Peguei um extrator de grampos e passei nos pulsos, na tentativa de corta-los. Tarefa árdua, finalmente consegui. Senti um incômodo na cintura. Lembrei-me da pistola. Droga! Depois de todo o trabalho que tive para cortar os pulsos! O sangue escorria com maior lentidão do que eu esperava. Foi nesse momento que decidi escrever essa carta de despedida. Mostrar que um homem, por mais conquistas que tenha em sua vida, não é nada sem sua mulher. Por isso, aconselho a quem ler esta carta, carpe diem. Aproveite os bons momentos com sua mulher, pois uma hora ela irá te trair e esses momentos serão apenas uma triste lembrança. O pensamento que me ocorreu naquele momento foi: "você deveria tê-los matado, Prieto.

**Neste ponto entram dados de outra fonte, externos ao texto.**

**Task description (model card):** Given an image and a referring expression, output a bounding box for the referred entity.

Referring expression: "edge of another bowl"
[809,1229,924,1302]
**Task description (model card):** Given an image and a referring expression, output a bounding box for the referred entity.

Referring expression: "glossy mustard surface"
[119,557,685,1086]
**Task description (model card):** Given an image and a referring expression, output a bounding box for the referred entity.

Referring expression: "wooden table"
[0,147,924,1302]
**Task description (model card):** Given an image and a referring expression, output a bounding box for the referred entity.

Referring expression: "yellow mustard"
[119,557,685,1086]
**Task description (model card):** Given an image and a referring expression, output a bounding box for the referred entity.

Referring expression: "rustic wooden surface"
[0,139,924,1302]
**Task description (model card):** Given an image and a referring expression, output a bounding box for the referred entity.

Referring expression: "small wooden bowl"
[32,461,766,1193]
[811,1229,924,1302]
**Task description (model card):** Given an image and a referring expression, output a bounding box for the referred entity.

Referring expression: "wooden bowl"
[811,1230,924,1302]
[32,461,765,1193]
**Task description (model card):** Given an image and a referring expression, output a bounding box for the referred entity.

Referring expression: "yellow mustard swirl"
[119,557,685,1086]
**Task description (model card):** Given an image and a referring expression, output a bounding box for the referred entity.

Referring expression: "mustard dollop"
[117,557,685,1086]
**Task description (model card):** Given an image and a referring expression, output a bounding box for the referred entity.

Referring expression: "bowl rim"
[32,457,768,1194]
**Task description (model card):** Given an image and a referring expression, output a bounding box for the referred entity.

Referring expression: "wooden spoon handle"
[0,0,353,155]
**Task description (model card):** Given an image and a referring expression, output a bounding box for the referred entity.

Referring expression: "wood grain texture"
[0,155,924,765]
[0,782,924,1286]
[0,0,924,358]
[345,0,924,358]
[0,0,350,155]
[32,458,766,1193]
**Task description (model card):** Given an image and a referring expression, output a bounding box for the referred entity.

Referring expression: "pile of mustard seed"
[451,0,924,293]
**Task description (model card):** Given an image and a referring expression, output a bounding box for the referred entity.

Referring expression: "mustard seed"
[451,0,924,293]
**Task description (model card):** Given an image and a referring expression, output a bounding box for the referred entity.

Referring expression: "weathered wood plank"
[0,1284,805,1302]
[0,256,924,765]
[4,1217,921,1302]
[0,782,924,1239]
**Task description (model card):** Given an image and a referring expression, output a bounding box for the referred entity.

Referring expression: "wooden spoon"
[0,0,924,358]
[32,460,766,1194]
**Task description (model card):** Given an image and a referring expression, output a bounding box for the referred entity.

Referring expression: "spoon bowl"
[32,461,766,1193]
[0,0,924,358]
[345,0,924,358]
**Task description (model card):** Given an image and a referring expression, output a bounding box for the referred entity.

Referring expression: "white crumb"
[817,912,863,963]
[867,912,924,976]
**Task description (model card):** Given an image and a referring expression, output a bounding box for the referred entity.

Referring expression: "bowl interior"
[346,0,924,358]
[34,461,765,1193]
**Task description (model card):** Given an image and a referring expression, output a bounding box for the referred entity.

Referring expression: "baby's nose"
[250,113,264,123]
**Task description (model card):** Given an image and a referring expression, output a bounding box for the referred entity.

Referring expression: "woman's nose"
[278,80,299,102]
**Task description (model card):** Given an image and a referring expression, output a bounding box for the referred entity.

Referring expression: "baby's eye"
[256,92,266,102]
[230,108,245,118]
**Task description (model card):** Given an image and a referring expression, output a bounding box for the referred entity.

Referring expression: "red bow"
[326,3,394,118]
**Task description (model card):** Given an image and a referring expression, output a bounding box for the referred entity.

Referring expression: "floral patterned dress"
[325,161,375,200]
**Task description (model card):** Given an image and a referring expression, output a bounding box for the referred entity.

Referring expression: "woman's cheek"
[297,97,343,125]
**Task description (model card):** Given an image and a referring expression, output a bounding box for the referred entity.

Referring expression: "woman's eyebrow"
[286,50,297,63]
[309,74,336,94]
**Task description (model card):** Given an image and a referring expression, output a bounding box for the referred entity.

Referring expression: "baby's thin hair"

Você foi fraco Prieto, por que foi tão fraco? Porque faltou ódio".

Com a proximidade da morte, me sinto mais sábio. Já sinto um leve frio percorrendo todo meu corpo. Uma quantidade assustadora de sangue já se esvaiu de mim. Já está na hora de morrer de uma vez. Por isso, aqui encerro.

P.S. Lembrei-me de uma coisa importante: Blanco, tem dinheiro dentro do pote de açúcar lá em casa. Use ele pra pagar a conta de luz, água e a lavanderia. E não se esqueça de pegar a roupa lavada lá. Faça isso por mim. Você a única pessoa que eu confio para isso. Beijos.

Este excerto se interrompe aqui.